Secure Transmission in MISOME Wiretap Channel With Multiple Assisting Jammers: Maximum Secrecy Rate and Optimal Power Allocation

This paper investigates the secrecy rate maximization problem for the multiple-input-single-output multipleantenna- eavesdropper (MISOME) wiretap channel with multiple randomly located jammers. The multi-antenna base station (BS) transmits information signals along with artificial noise (AN) to disturb the eavesdropper. Moreover, the friendly jammers are properly selected to assist the legitimate link for better secure transmission with some payoffs. With this system model, we first formulate a Stackelberg game between the BS and the assisting jammers with full channel state information. Stackelberg equilibriums, including optimal fraction of transmit power for AN, optimal transmit power, and asking prices of assisting jammers, are first proved to exist and then analytically derived.

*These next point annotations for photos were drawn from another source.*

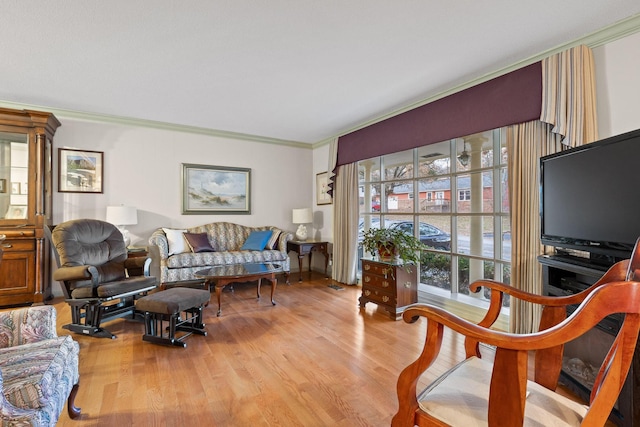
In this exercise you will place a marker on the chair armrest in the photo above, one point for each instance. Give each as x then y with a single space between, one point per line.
159 239
27 325
12 415
138 266
79 272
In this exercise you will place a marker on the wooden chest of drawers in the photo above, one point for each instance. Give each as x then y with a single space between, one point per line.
390 286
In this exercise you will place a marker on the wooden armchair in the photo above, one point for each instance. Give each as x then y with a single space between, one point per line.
478 392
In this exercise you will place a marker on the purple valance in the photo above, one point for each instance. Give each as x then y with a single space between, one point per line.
515 97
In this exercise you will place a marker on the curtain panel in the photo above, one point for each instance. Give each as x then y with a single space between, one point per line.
568 119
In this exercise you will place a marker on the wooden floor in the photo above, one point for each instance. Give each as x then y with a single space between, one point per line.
314 359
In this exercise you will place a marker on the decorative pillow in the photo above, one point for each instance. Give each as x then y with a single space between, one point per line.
198 242
256 241
273 240
177 243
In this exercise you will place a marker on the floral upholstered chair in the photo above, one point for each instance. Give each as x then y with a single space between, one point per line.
39 369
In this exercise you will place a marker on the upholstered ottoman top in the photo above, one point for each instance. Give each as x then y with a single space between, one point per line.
173 300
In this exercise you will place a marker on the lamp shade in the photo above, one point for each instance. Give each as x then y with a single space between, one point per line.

A policy iterative algorithm is also proposed to obtain the optimal solutions. We then extend the Stackelberg game to the case of MISOME broadcast wiretap channel with channel distribution information of eavesdropper. Numerical results verify the accuracy of the derived results and the efficiency of the proposed algorithm. The results reveal that the proposed jammer-assisted secure transmission can greatly improve the secrecy performance and meanwhile save more energy for information signals, which is significant for future wireless communication.